Plus, having done his higher degree work at Cal Berkeley, I'm sure he was highly sensitized to the civil rights dilemma. And finally, he was asked for a quote about the 1978 revelation for the Times article; he was speaking after the fact when he said that the CHURCH youth wouldn't put up with it any longer.
But there was no 'leaving in droves.'
You suggest that your point of view was good on this issue and that perhaps with my increasing senility, I might not remember, or perhaps wasn't in any position to know anything about the situation. To the senility, hey, who knows... But as to my position with regard to observations: I was 22 when I was released from the mission in 1967. I was then at the Y for three years. During that time I was an EQP at a 'civilian' ward, Lakeview Ward, at the west end of Provo. I was active in weekly basketball with the 'youth' and with the youth programs in general. During those three years, I never heard anyone complain about the priesthood ban.
Following graduation my loyalty to the church waned, but three years attending sporadically in New Jersey, first in the Edison ward and then the Scotch Plains ward, I was never presented with any drama, or even interest, in the priesthood ban.
After 1975 I was done with the church, so yes, then my interest and attention waned and then ended. But I noted in a Civil Rights timeline,
http://www.infoplease.com/spot/civilrightstimeline1.html, it jumps from 1971 to 1988. The church, and the overturn of the priesthood ban, didn't rate any notice. Which I concede doesn't mean that youth in the church weren't upset with it.
But I simply stated, and it's been supported by others, that in my mind the priesthood ban was not the cause of "...young members ... leaving in droves over (the church's) official anti-Negro policy...", to quote you.
Leaving in droves is the stuff of Marvin Jensen and the Swedish Rescue, and the internet and all it reveals. It was the stuff of the Kirtland Anti-Banking Society that its fall out.

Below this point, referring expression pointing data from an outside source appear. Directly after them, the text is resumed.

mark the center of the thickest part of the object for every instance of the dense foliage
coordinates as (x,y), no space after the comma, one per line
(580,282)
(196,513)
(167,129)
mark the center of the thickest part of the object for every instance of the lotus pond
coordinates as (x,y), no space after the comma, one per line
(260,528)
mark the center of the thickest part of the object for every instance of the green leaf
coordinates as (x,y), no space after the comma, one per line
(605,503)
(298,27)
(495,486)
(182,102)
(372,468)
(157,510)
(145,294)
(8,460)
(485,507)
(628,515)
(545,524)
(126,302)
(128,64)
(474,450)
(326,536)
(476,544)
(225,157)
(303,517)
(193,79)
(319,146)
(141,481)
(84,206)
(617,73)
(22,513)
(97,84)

Basically, you wanted to expound on how the church's anti-gay position is really hurting it, and you wanted to opine that it's your opinion that a current disaffection on the part of members caused by the anti-gay church position is similar to, and will cause the same result, as the priesthood ban. And it's simply a flawed analogy.
The leaving in droves has been going on since the Swedish Rescue and Marvin Jensen brought news of it to our attention. And not only has the church not backed down, they doubled down, with the gay parents revelation.

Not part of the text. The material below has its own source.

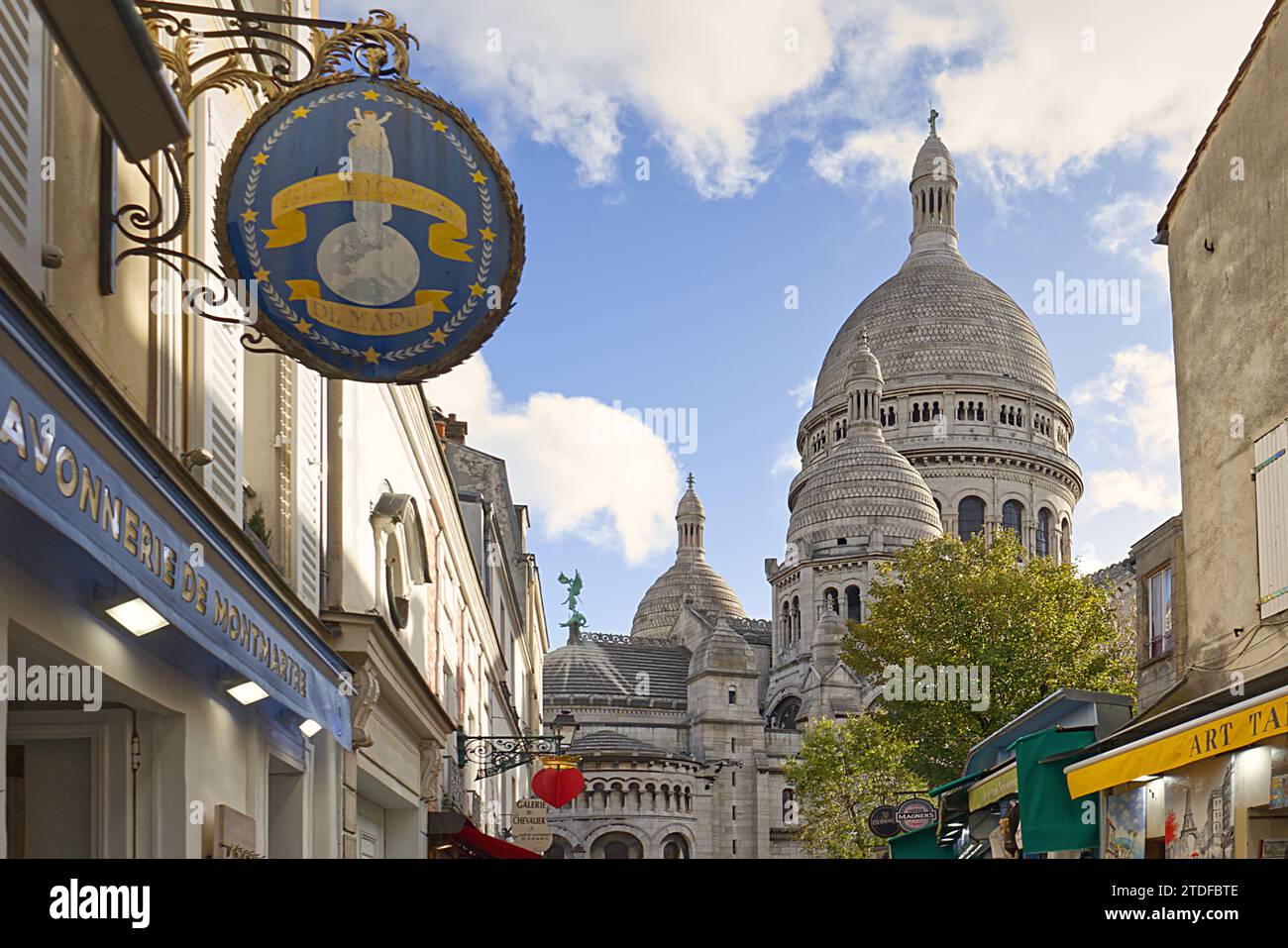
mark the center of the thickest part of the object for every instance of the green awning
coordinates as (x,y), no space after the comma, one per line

The church has made a stand. Sure, they may abandon it, but there is no certainty, mainly because the other elements that forced the 1978 revelation are not present. Not to mention that there is a lot of anti-gay sentiment in the world, and most of the dummies think it's a choice, whereas the circumstances of one's birth is not the choice of the new born.
I wrote this about you recently on another post said something that not only myself but others found objectionable: "I wish we could have discussions with you. But when you don't like the results, you lash out, cry foul and the posts get taken down.
"You don't want to discuss, you want to discourse, like BY used to do, over the pulpit. You brook no rebuttals. You ask questions, assuming that only you have the correct answers. You seem to be an impenetrable fortress; things come out, but nothing seems to go in.
"That's how it seems to me."
It's been removed now, but in this thread you said I was an old geezer with cotton between my ears. You meant that as a put down... That's the real Amyjo!